Nigeria is sitting on between $1 trillion and $1.5 trillion in stranded, abandoned and underutilised capital across public and private sectors, the Foundation for Peace Professionals (PeacePro) has said.
The group described the figure as one of the largest pools of dormant economic value in Africa.
PeacePro said research it reviewed indicates that as much as $900 billion may be tied up as dead capital in residential real estate and agricultural land.

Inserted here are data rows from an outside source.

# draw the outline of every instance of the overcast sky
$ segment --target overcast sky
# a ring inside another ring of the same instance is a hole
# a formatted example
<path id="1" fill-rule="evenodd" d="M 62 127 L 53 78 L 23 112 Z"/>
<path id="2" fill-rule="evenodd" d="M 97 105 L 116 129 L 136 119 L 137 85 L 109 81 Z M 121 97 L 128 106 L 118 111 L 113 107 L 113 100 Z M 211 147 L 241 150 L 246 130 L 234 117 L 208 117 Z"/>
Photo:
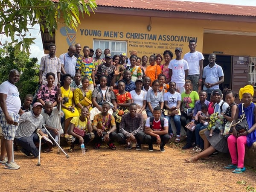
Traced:
<path id="1" fill-rule="evenodd" d="M 239 5 L 243 6 L 256 6 L 256 0 L 182 0 L 184 1 L 196 1 L 204 3 L 216 3 L 229 4 L 231 5 Z M 39 33 L 40 29 L 38 25 L 35 26 L 35 29 L 30 30 L 31 36 L 29 37 L 35 37 L 35 44 L 30 47 L 31 53 L 31 57 L 37 57 L 40 61 L 41 57 L 44 54 L 43 49 L 43 44 L 41 35 Z M 6 38 L 4 36 L 0 36 L 0 41 L 2 44 L 6 41 L 10 41 L 9 38 Z"/>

It also cited estimates of tens of thousands of abandoned buildings owned by federal, state, and local governments valued at approximately N9.5 trillion.
The executive director of PeacePro, Abdulrazaq Hamsat, further claimed that:” Industry assessments further suggest that more than 56,000 abandoned projects across sectors, including roads, public buildings, and housing estates are collectively valued at N12–17 trillion, in addition to billions of naira invested in abandoned or uncompleted power infrastructure projects.”
Hamzat described the situation as a “silent economic emergency,” arguing that Nigeria’s growth challenges stem less from resource scarcity and more from failure to activate existing assets.
He added that the estimated $1.5 trillion in stranded capital spans key sectors, including energy infrastructure,transportation assets,housing and real estate,
industrial and manufacturing facilities, closed factories and moribund industrial clusters; public infrastructure projects stalled due to funding gaps or policy shifts.”
Hamzat noted that the upper estimate is more than five times Nigeria’s nominal GDP of approximately $285 billion, underscoring the scale of unused economic capacity.
“Nigeria is not a poor country. Nigeria is a poorly activated economy. The issue is not absence of capital, but immobilised capital,” he said.
Hazmat stated that unlocking even 30–40 percent of dormant assets could generate economic output equivalent to multiple years of current GDP, create millions of direct and indirect jobs, reduce borrowing dependence, strengthen local production capacity, improve energy supply and industrial output, and stabilise fragile communities through economic inclusion.